Programming Language for Old Timers


by David A. Moon
February 2006 .. September 2008

Comments and criticisms to dave underscore moon atsign alum dot mit dot edu.


Previous page   Table of Contents   Next page


Array Protocol

Array is a subprotocol of collection and keyed-sequence. An array has a sequence of elements in a defined order, keyed by consecutive integers starting at zero. The keys are also called subscripts. Negative subscripts index from the end of the sequence. Thus key 0 selects the first element and key -1 selects the last element.

The length of an array is the number of elements.

Some array types have restrictions on the types of their elements.

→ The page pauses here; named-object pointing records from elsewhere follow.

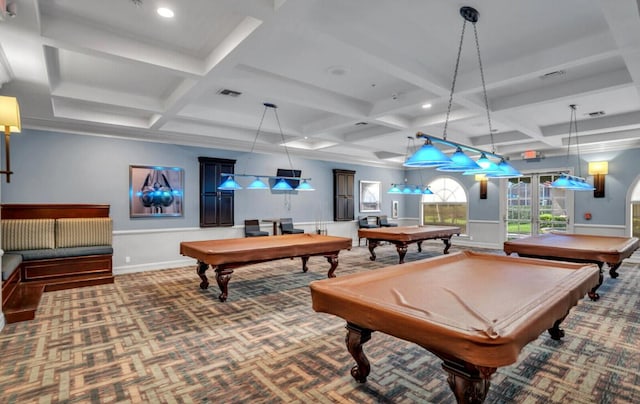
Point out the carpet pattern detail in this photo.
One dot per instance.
(155, 337)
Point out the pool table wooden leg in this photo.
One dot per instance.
(447, 244)
(305, 259)
(402, 252)
(556, 332)
(613, 270)
(222, 277)
(356, 337)
(593, 295)
(469, 383)
(333, 260)
(202, 268)
(372, 244)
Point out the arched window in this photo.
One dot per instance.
(448, 206)
(635, 211)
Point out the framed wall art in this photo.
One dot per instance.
(369, 196)
(156, 191)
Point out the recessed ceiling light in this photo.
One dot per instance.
(165, 12)
(338, 70)
(556, 73)
(596, 113)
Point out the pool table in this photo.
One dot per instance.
(226, 254)
(474, 311)
(576, 248)
(402, 236)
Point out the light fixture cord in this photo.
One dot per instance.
(286, 149)
(255, 139)
(574, 119)
(484, 89)
(411, 145)
(453, 82)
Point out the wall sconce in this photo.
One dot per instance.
(482, 179)
(598, 169)
(10, 120)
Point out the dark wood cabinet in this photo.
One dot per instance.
(343, 192)
(216, 206)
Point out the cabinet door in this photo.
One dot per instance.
(343, 192)
(216, 206)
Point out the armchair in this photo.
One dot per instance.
(252, 228)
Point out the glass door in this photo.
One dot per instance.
(534, 208)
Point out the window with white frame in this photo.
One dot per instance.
(448, 206)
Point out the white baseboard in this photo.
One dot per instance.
(154, 266)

Array is implemented by list, stack, argument-list, bit-vector, etc.

String also implements the method requirements of array, but does not inherit from the protocol itself. This is because the + operator with a string as its right-hand argument works differently depending on the type of its left-hand argument. If the left-hand argument is an array, the result is an array with one more element, the string. If the left-hand argument is a string, the result is the two strings concatenated. Adding a string to an array does not take the string apart into its individual characters. For this reason, some methods may be specialized for "array or string."

The following method requirements, in addition to the collection and sequence methods, constitute the array protocol:

defprotocol array is sequence, keyed-sequence, collection
  x is array[subscript is integer]
  x is array[subscript is integer, key: default]
  x is array[range is range] is array
  position(element, x is array) is integer or false
  x is array + y is array is array                      ; concatenate
  x is array + y is anything is array                   ; append
  first(x is array)
  last(x is array)

Many arrays also implement assignable-sequence. There is a protocol assignable-array that inherits from array and assignable-keyed-sequence and adds these method requirements:

defprotocol assignable-array is array, assignable-keyed-sequence
  x is array[subscript is integer] := new-element
  first:=(x is array, new-element)
  last:=(x is array, new-element)

A superprotocol of array is collection. A collection is like an array except that it does not have subscripts, so the [], []:=, position, first, last, and reverse methods are not present.